Besides margarine, hydrogenated oils are used in many foods, from french fries to cookies and crackers. Such foods, while low in saturated fats, may be high in harmful "trans fatty acids.'' He worries a cupcake's long shelf life may shorten ours.

Recently, the US Centre for Science in the Public Interest asked the US Food and Drug Administration to include trans fats in the saturated fat on food labels. It also asked the FDA to bar food from boasting "low in saturated fat'' if it's high in trans fats. The bottom line, says CSPI scientist Margo Wootan, is that "margarine is still better than butter. But margarine isn't as good as we thought it was.'' The FDA, meanwhile, is still weighing the label changes, while the American Heart Association and the American Dietetic Association took a wait and see stance on the labelling issue. "It's premature,'' says Alice Lichtenstein of Tufts University. Still, she concedes, it's better to choose a soft margarine than a hard one.

Fat's arch-foe, Dean Ornish, a cardiac researcher known for treating heart disease with diet, thinks the margarine flap is beside the point. People should cease drizzling and spreading fat on food, he argues, to get total dietary fat down to 10 percent.
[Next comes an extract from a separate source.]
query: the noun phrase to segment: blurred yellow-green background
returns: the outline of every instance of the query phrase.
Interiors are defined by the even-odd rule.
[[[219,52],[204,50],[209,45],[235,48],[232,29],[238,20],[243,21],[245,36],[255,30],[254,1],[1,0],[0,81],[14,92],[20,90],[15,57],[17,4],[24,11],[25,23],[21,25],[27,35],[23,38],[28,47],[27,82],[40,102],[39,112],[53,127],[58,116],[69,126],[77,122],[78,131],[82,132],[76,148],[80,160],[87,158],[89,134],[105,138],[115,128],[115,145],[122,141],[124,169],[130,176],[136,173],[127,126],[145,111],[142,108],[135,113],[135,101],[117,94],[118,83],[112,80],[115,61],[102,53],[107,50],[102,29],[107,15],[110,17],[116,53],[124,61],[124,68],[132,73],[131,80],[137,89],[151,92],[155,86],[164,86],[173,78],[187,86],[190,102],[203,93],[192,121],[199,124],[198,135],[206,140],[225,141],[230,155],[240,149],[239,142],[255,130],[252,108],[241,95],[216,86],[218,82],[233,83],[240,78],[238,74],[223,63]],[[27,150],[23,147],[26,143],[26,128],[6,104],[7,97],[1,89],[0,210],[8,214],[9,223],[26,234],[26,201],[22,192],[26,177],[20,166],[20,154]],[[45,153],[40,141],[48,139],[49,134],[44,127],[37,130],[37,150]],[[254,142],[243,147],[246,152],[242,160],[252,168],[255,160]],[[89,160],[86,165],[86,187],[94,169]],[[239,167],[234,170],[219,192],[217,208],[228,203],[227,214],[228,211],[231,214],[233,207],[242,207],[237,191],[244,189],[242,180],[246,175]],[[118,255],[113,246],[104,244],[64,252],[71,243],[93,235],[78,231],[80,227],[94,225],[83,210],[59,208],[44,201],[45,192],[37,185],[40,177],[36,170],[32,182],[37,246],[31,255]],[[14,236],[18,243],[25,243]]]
Having proven his strict regimen can reverse heart disease, he now advocates it for maintaining heart health.

"Fat is an acquired taste,'' he said during a lunch interview, frowning at an olive oil-dressed salad.
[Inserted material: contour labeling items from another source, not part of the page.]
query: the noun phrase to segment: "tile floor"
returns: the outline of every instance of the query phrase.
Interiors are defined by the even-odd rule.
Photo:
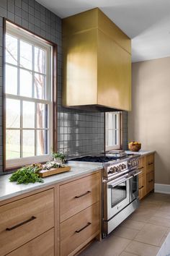
[[[170,195],[152,193],[102,242],[79,256],[155,256],[170,232]]]

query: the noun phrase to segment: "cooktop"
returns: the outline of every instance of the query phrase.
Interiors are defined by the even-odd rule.
[[[113,160],[122,159],[126,155],[120,154],[106,154],[104,155],[86,155],[76,158],[72,158],[71,161],[81,161],[81,162],[95,162],[95,163],[107,163]]]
He notes that olive oil, like margarine and butter, contains 120 calories a tablespoon. He doesn't consider it a health elixir or a treat.

"Nobody raids the olive oil jar at night,'' he says. "I'd rather have a truffle.'' The Ornish regimen isn't to everyone's taste.

"The idea that all fat is bad is plain wrong,'' counters researcher Frank Sacks of Harvard. He favours the Mediterranean diet based on grains, vegetables, fruits and olive oil or, alternatively, an Asian diet based on rice, vegetables and fish.

"I'd weight the diet toward monounsaturates like olive oil, but I wouldn't be dogmatic about it,'' says Dr. Sacks. "I want to give people flexibility.'' In this fractious field, one of the rare points of consensus is that saturated fat should be kept low. Most other issues -- from the ideal levels of fat to the risks of margarine or the virtues of the oil du jour -- are subject to scientific fashion.